From: Craig Allison <craig@(email surpressed)>
Subject: Rendered frame stuck on status "Run"
   Date: Mon, 17 Mar 2008 06:49:45 -0400
Msg# 1706
View Complete Thread (7 articles) | All Threads
Last Next
Hello!

I've just upgraded a box to Debian 4 and have installed Shake 4.1, Rush 102.42a.

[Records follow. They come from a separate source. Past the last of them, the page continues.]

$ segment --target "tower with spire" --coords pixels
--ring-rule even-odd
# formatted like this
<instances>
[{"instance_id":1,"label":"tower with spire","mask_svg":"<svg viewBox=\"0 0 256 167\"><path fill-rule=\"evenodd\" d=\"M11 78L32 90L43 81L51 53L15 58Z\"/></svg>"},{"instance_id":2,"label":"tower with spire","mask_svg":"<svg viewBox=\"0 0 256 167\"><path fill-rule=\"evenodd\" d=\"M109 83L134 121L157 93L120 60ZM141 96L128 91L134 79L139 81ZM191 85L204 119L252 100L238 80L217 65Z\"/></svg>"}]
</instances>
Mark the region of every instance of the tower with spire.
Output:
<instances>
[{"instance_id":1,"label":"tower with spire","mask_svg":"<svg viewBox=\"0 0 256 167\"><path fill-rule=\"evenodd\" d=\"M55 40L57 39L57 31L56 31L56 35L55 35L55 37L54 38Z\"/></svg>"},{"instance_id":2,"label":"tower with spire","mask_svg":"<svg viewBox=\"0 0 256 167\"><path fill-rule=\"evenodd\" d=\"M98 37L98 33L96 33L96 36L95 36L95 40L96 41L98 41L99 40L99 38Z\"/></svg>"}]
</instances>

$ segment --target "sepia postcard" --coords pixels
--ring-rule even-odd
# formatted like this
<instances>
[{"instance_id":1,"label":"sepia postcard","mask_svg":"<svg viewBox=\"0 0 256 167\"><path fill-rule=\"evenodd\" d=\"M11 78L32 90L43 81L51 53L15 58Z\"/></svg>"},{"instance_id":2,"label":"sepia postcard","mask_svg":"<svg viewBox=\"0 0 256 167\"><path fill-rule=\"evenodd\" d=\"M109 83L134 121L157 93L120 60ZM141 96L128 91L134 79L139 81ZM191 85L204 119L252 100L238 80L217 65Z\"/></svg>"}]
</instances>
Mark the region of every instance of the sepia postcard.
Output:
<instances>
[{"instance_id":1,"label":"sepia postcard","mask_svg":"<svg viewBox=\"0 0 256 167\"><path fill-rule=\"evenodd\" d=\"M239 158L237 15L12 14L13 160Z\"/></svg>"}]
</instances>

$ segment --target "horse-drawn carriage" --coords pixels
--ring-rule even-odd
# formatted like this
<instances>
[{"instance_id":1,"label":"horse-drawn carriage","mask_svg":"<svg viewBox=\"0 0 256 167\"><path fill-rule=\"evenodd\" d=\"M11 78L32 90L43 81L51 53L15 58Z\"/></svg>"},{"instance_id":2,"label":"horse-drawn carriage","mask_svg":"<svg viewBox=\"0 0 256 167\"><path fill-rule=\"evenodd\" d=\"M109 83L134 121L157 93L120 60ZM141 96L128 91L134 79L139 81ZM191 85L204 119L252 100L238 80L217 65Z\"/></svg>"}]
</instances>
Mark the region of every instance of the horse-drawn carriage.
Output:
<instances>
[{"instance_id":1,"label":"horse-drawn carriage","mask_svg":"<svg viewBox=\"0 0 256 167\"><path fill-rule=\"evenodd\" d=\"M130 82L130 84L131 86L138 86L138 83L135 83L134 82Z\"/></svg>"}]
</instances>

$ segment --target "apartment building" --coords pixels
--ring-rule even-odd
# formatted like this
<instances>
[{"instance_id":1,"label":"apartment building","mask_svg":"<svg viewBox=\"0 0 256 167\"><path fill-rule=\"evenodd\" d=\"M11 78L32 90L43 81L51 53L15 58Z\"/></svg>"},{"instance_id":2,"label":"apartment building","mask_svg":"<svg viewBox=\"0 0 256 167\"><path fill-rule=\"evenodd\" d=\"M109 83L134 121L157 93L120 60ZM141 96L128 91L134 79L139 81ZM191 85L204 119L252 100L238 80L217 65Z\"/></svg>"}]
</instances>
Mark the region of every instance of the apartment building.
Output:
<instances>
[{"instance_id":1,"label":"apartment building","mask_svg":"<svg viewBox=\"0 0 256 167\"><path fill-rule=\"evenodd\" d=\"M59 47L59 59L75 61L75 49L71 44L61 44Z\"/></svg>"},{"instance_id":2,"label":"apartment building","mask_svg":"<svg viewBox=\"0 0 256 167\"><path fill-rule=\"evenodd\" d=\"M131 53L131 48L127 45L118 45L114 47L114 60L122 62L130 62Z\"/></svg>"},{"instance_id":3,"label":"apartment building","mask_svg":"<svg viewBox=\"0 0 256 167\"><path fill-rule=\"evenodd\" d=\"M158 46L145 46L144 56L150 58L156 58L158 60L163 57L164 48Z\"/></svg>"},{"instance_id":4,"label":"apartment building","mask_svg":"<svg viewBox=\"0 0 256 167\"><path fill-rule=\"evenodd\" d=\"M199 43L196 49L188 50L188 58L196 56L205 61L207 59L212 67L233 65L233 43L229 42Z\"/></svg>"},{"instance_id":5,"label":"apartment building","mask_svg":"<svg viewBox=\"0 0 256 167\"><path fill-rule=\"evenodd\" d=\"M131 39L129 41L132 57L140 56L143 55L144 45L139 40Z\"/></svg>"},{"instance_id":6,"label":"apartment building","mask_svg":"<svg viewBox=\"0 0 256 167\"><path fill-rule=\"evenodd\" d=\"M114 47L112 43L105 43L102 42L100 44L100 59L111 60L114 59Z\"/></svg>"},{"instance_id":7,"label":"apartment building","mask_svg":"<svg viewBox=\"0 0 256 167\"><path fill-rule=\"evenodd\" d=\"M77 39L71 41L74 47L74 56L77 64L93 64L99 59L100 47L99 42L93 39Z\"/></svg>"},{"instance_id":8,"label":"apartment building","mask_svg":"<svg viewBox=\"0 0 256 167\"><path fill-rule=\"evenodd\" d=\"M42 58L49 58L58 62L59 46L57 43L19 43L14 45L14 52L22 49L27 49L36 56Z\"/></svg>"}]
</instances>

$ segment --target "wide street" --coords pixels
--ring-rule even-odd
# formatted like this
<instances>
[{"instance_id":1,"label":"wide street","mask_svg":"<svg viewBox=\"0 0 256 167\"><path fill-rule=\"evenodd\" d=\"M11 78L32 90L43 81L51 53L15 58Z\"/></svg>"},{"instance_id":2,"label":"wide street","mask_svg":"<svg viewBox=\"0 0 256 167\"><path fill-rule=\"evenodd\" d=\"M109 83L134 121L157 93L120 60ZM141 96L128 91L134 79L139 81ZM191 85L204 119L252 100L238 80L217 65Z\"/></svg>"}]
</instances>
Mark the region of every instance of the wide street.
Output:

The box goes online and picks up jobs fine, it will render the first allocated frame no problem and then when it picks up the next, it renders the frame and gets Shake exit code 0 
but Rush doesn't release the frame and move on.  The box will sit all night with status "Run" even though the log shows an exit code of 0.  When you login to the box it will show 2 Shake processes (1 for each cpu) taking 0% CPU.

Any ideas?

Thanks

Craig



Craig Allison

Digital Systems & Data Manager

The Senate Visual Effects

Twickenham Film Studios

St.Margarets

Twickenham

TW1 2AW


t: 0208 607 8866 

www.senatevfx.com





   From: Greg Ercolano <erco@(email surpressed)>
Subject: Re: Rendered frame stuck on status "Run"
   Date: Mon, 17 Mar 2008 09:20:20 -0400
Msg# 1707
View Complete Thread (7 articles) | All Threads
Last Next
Craig Allison wrote:
> Hello!
> 
> I've just upgraded a box to Debian 4 and have installed Shake 4.1,  
> Rush 102.42a.
> 
> The box goes online and picks up jobs fine, it will render the first  
> allocated frame no problem and then when it picks up the next, it  
> renders the frame and gets Shake exit code 0
> but Rush doesn't release the frame and move on.  The box will sit all  
> night with status "Run" even though the log shows an exit code of 0.   
> When you login to the box it will show 2 Shake processes (1 for each  
> cpu) taking 0% CPU.
> 
> Any ideas?

Hi Craig,

	Hit "All Jobs" to make sure you don't have two jobs running
	the same scene and frame range.

	It's possible the log you're looking at that shows the frame
	as 'exit 0' is not the same log as the one that is running the
	frame. A possible situation is if there are *two* jobs both
	running the same shake job and frame range; the stuck job's
	log getting overwritten by the other job that successfully
	ran on a different machine.

	If this were the case, the "Jobid" and "Hostname" field of the
	'Frames' report wouldn't match the same fields in the header
	of the frame log.

	Can you include the "Frames" report from irush showing the
	frame in the Run state, and the *complete* frame log (including
	the headers at the top, and the shake exit message at the bottom)?


-- 
Greg Ercolano, erco@(email surpressed)
Seriss Corporation
Rush Render Queue, http://seriss.com/rush/
Tel: (Tel# suppressed)
Fax: (Tel# suppressed)
Cel: (Tel# suppressed)

   From: Craig Allison <craig@(email surpressed)>
Subject: Re: Rendered frame stuck on status "Run"
   Date: Thu, 20 Mar 2008 09:26:45 -0400
Msg# 1708
View Complete Thread (7 articles) | All Threads
Last Next
Sorry about the delay getting back on this one, I've been very busy!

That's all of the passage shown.